Thing is CS.......I'm suddenly doubting if I really need to take these pills. Sure, they are probably going to help me, but to what extent? It's a whole process I'm having to go through, and then? Will I really be feeling so much better that I will handle my life so much better?
Or am I feeling negative about it, because it kind of scares me, because it's the unknown? How will I cope if I get used to it, and then go off it one day? Will there always be side-effects?
I haven't told my mother that I'm on meds, I feel I need to do this one on my own, I burden her with too many things.
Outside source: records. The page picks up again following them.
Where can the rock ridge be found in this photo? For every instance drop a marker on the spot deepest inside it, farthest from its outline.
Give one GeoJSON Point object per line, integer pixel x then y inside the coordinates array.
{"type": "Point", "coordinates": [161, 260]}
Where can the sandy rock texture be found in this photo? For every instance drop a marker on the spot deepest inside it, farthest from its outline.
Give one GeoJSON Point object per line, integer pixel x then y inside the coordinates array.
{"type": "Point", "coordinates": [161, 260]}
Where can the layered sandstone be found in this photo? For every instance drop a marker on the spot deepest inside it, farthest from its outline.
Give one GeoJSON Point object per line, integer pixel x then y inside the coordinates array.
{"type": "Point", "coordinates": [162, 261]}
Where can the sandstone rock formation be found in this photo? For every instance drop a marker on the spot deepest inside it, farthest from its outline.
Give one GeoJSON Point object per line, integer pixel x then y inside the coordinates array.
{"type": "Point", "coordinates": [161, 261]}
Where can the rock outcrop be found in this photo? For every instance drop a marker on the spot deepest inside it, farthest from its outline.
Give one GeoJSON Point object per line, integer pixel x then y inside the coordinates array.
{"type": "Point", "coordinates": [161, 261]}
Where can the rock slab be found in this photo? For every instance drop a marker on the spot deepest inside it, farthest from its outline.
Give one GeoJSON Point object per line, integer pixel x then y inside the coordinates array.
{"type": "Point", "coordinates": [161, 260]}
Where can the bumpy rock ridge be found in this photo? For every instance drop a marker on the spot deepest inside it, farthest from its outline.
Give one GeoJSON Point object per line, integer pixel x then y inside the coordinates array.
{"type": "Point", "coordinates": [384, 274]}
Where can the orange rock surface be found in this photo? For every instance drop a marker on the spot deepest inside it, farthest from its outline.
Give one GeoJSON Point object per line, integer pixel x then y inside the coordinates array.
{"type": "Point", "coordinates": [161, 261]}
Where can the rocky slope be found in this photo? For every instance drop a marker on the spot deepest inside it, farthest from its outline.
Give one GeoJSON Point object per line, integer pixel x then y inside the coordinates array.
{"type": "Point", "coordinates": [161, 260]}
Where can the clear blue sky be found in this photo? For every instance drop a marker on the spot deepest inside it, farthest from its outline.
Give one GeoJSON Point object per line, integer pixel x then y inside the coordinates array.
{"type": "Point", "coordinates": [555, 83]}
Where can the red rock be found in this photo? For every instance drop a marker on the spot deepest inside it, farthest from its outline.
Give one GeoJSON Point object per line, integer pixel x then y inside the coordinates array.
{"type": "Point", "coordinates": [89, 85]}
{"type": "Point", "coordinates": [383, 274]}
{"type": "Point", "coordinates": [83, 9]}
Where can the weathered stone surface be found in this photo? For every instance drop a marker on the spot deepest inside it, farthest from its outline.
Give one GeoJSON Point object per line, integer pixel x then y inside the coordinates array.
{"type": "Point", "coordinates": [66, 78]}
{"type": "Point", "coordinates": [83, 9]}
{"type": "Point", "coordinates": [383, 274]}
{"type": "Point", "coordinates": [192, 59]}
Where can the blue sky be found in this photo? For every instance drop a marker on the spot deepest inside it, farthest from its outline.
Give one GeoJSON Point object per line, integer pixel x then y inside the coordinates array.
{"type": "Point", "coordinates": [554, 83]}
I know she loves me and she cares for me, but this one is my baby.

Is it normal to feel like this, or am I (again) complicating things? I must also get myself to go speak to a professional. It's not that I don't want to go, I'm afraid of what he's going to help me realise.

It's like there are two people inside of me. One that's open for the meds, that needs guidance, that needs help to cope. The other one is strong and fiery and confident and open to change... Wish I could be the latter most of the time.
Answer 410 views
Expert
CyberShrink
cybershrink

01 Jan 0001

Hello again, Pencil,
It does sound as if you're over-worrying abou this. There are good reasons for believing that these pills could significabntly help you. Sometimes, if you're unusually sensitive to side-effects, the doc may agree that you start on half the usual effective dose, for a week or so, till your system gets used to it, then go back up to the usual efective dose. As you recognize, no pill solves every problem ; but they can help you to move from being someone so depressed and distressed, that you can't manage ( with counselling ) to sort out the problems, to someone who CAN. That's worth it. Don't fear what a professional counsellor may help you discover --- they're there to make the process as comfortable and effective as possible.
You're feeling a bit ambivalent. That's OK. But actually, it shouldn't be a problem --- one side of you, you say, needs guidance and help and welcomes it ; the strong and confident side, if it is truly open to change, ought to embrace this change, too, and will be an asset in working through these issues in the counselling.
Chelle describes the experience excellently.